The Poet X (2018) by Elizabeth Acevedo is an award-winning YA novel-in-verse that just blew me away. The audiobook is narrated by the author, which I especially loved, as you hear the pacing and intonation as she intended.
Xiomara (pronounced See-oh-MAH-ruh) lives in Harlem with her parents and twin brother. They are 15 and Dominican, born to older parents, and their Mami is extremely religious. They don’t go to the same school, as her brother goes to a “genius school” and skipped a grade. She also describes herself as “unhide-able” with a “body [that] takes up more room than [her] voice.”
Xiomara is a writer, a skeptic in confirmation class, and is beginning to have feelings about boys, though her mother is so strict that she knows she can never do anything. She meets a boy, Aman, in biology class, and begins to see him in secret.
After her mother finds out she was kissing him on the train and punishes her, and Aman does not protect her when he witnesses the constant groping and harassment she’s subjected to, Xiomara withdraws into herself and her notebook. But her English teacher is finally able to convince her to go to poetry club, where she reads a poem and is finally listened to. She is able to go to a open mic with her brother and best friend, and writes constantly.
It almost feels like
the more I bruise the page
the quicker something inside me heals
But then her mother finds her journal, disaster.
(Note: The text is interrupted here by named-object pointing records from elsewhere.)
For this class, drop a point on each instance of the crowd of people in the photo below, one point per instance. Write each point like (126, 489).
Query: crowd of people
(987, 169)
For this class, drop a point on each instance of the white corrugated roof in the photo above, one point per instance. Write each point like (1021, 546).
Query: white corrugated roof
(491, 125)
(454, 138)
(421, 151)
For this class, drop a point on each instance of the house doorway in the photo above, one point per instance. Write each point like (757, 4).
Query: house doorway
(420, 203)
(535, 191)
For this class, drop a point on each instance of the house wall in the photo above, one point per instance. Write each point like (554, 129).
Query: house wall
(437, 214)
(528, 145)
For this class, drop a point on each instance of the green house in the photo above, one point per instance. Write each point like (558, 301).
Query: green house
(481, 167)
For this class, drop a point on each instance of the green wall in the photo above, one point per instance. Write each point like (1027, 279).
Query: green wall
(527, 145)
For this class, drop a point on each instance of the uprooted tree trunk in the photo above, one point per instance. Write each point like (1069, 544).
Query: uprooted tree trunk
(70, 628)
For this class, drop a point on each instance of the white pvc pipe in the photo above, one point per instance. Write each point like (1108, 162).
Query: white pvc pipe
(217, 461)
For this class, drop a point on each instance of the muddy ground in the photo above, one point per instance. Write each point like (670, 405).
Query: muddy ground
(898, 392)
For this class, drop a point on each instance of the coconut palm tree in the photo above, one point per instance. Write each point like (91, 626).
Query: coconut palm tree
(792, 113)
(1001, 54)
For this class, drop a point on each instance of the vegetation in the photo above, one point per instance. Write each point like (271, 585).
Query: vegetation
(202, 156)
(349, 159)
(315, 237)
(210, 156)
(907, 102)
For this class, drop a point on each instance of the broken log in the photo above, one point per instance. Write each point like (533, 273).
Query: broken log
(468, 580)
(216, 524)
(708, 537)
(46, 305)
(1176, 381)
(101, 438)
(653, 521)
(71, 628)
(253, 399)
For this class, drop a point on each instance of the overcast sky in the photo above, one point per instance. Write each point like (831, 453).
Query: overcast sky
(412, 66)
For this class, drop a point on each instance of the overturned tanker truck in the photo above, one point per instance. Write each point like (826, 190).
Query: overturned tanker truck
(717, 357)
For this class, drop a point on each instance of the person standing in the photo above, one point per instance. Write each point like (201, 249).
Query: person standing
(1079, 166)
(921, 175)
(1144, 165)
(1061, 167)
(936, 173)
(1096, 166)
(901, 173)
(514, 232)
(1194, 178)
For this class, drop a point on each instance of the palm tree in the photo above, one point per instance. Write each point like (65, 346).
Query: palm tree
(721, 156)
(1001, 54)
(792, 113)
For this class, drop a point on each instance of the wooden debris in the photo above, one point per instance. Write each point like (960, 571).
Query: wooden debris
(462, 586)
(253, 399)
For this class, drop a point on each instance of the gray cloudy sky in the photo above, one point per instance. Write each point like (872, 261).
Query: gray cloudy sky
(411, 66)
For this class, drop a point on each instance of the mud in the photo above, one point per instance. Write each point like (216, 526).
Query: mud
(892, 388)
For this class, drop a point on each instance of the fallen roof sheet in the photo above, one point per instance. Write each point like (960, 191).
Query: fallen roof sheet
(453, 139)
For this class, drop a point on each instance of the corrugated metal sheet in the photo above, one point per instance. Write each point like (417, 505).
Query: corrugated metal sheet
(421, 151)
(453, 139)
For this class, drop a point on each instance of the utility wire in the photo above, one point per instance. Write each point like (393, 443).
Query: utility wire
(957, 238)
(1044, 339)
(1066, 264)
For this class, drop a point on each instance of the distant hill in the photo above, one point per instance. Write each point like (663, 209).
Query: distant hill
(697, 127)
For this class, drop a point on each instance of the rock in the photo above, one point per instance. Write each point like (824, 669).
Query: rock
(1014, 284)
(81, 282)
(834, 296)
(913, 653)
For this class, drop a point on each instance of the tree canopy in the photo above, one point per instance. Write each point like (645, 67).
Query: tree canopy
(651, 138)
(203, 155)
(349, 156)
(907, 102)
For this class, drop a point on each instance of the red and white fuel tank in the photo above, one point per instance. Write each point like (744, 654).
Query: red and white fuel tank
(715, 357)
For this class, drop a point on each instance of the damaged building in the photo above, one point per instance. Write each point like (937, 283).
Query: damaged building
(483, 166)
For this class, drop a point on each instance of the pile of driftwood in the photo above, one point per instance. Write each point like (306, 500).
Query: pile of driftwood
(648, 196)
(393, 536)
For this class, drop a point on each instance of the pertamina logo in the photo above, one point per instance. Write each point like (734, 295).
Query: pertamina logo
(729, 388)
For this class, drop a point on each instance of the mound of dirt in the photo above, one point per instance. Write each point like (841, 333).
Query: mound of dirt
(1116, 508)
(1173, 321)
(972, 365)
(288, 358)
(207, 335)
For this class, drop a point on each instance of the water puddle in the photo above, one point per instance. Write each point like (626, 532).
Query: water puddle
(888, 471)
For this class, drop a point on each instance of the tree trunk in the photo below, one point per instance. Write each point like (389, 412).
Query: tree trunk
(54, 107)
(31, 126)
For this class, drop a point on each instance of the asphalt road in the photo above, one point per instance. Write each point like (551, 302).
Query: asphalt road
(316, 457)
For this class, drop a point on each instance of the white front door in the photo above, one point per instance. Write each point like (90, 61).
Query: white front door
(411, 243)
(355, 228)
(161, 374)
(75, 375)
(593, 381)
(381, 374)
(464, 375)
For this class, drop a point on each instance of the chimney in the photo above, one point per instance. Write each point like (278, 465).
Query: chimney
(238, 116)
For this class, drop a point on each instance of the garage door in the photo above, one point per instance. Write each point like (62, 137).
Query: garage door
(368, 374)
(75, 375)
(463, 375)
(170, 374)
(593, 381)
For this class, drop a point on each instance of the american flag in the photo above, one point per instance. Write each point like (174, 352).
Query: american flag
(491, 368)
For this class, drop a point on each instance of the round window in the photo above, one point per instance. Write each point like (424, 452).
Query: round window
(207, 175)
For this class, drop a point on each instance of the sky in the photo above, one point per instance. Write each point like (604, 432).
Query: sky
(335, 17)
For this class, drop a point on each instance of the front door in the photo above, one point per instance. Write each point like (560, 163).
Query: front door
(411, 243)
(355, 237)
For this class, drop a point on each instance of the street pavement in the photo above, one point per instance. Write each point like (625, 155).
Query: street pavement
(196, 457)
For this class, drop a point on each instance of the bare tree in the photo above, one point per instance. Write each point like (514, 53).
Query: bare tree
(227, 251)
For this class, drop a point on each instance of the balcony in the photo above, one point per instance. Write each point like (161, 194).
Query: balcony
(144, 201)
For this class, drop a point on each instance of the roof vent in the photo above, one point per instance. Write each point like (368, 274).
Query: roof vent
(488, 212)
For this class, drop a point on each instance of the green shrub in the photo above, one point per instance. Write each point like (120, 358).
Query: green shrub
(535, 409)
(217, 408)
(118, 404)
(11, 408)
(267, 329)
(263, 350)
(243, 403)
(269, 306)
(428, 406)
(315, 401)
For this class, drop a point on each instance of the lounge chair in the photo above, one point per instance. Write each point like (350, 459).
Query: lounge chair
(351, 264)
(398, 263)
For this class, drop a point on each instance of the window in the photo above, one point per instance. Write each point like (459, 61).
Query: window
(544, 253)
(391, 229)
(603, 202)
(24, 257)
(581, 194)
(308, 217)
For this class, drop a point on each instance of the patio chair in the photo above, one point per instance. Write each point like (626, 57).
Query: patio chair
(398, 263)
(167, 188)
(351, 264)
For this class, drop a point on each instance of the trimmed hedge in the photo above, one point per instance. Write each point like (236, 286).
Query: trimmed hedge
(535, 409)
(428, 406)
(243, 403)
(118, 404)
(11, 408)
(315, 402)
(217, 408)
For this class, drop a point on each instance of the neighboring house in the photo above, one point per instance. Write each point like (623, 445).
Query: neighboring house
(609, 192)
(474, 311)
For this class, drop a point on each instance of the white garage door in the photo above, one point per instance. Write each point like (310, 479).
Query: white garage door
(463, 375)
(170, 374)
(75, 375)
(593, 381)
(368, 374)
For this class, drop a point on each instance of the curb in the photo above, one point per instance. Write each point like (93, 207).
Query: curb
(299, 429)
Xiomara runs.
And Aman is really there for her this time, as is her English teacher. And with the priest helping, she begins to make peace with her parents.
It’s fat-positive throughout, as Xiomara describes herself as thick, as taller than her father and bigger than Aman. Although this quote was not explicity about Xiomara’s body, it’s still fat-positive:
And I think about all the things we could be
if we were never told our bodies were not built for them.
I absolutely loved it and highly recommend it.
This has been on my TBR list for awhile — this post makes me want listen!